LLM frameworks should keep the tool loop optional
Type: kb/types/note.md · Status: seedling · Tags: computational-model, tool-loop
A normal tool-using LLM application has a simple shape. It defines some tools, gives the model a task, and runs a loop: the model either answers directly or asks for a tool; the runtime executes the call, appends the result, and asks again until some stop condition is met.
state = initial_task()
while True:
turn = llm_call(state, tools=tools)
if turn.type == "tool_request":
result = run_tool(turn.request)
state = absorb(state, turn.request, result)
continue
return turn.output
This pattern exists for a good reason. It packages the common case where the application wants open-ended local progress: let the model decide whether to search again, inspect another file, call a helper, or stop. The framework factors out the repetitive mechanics — tool schema handling, tool-result reinjection, session continuity. For exploratory assistants, operator consoles, and "keep going until you can answer" workflows, that convenience is real.
That is exactly why frameworks tend to build a framework-owned tool loop. The mistake is not that the loop exists. The mistake is letting it become the only first-class control surface.
The tool loop is a frozen select
In the bounded-context orchestration model the general shape is while (P := select(K)) is not None: r = call(P); K = K + r, where select assembles the next bounded prompt — including its tool surface and stop condition — from accumulated state K. The framework-owned tool loop is that loop with select reified and frozen to a single policy: append the tool result to the running messages and re-ask with the same tools.
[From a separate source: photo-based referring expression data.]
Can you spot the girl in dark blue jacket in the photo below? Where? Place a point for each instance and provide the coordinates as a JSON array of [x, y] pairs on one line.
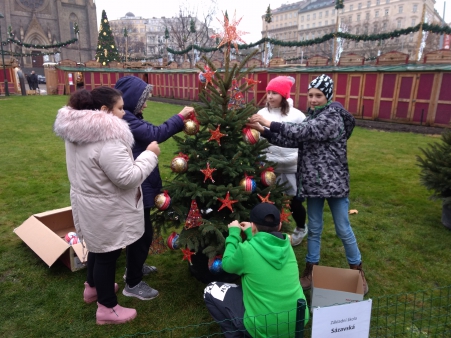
[[135, 93]]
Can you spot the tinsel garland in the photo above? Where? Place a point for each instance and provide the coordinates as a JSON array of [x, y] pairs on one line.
[[29, 54], [363, 37], [29, 45]]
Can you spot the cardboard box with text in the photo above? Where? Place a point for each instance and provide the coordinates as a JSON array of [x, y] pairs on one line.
[[44, 234], [332, 286]]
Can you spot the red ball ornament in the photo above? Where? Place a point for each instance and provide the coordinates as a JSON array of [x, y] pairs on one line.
[[179, 164], [268, 177], [162, 201], [250, 135]]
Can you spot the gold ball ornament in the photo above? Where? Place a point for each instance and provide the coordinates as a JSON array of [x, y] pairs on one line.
[[162, 201], [268, 177], [179, 165], [251, 136], [190, 127]]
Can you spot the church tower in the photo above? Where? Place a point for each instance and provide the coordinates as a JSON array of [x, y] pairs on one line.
[[46, 22]]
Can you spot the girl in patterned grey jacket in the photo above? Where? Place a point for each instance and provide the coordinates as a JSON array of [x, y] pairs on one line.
[[323, 172]]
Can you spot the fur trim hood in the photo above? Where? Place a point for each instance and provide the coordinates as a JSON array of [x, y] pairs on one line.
[[90, 126]]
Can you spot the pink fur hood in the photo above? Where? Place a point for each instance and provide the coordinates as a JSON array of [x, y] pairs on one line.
[[90, 126]]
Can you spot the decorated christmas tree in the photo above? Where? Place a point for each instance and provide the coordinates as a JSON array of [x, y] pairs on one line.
[[220, 166], [106, 47]]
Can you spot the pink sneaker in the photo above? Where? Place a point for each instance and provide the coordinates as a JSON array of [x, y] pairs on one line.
[[90, 293], [115, 315]]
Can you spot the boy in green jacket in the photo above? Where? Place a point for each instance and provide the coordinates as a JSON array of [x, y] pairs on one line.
[[265, 304]]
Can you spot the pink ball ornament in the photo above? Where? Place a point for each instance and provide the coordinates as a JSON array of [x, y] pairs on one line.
[[268, 177], [71, 238], [162, 201], [172, 241], [250, 135]]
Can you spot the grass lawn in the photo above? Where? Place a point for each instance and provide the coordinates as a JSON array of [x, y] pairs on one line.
[[405, 247]]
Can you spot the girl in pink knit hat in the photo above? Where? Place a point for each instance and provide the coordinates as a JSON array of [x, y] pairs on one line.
[[279, 108]]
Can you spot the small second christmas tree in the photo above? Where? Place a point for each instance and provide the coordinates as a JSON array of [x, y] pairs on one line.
[[221, 167], [106, 47]]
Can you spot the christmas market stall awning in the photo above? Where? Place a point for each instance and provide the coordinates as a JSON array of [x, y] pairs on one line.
[[285, 69]]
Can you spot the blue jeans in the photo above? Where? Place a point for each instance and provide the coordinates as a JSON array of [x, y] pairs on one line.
[[339, 209]]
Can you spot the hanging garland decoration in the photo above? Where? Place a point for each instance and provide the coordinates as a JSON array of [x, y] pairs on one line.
[[29, 54], [29, 45], [363, 37]]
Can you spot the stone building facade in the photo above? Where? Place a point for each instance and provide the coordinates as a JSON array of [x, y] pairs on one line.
[[45, 22], [316, 18]]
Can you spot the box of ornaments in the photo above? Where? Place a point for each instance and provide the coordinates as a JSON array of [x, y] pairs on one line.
[[51, 235]]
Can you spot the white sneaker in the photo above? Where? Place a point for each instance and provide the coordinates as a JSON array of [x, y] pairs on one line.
[[298, 235]]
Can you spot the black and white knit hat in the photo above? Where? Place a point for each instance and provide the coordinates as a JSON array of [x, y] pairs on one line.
[[325, 84]]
This is the precise sense in which the loop is a convenience rather than a constraint on expressivity. The frozen policy is the right default for open-ended local progress, where "show the model everything so far and the same tools" is exactly what you want. But freezing select inside the framework means the framework, not the application, owns selection — what the next call sees, what it may do, and when to stop. "Keep the tool loop optional" is therefore the concrete form of letting the application own select: keep the frozen-select loop for the common case, but expose the underlying bounded call so application code can supply its own selection policy when one is needed.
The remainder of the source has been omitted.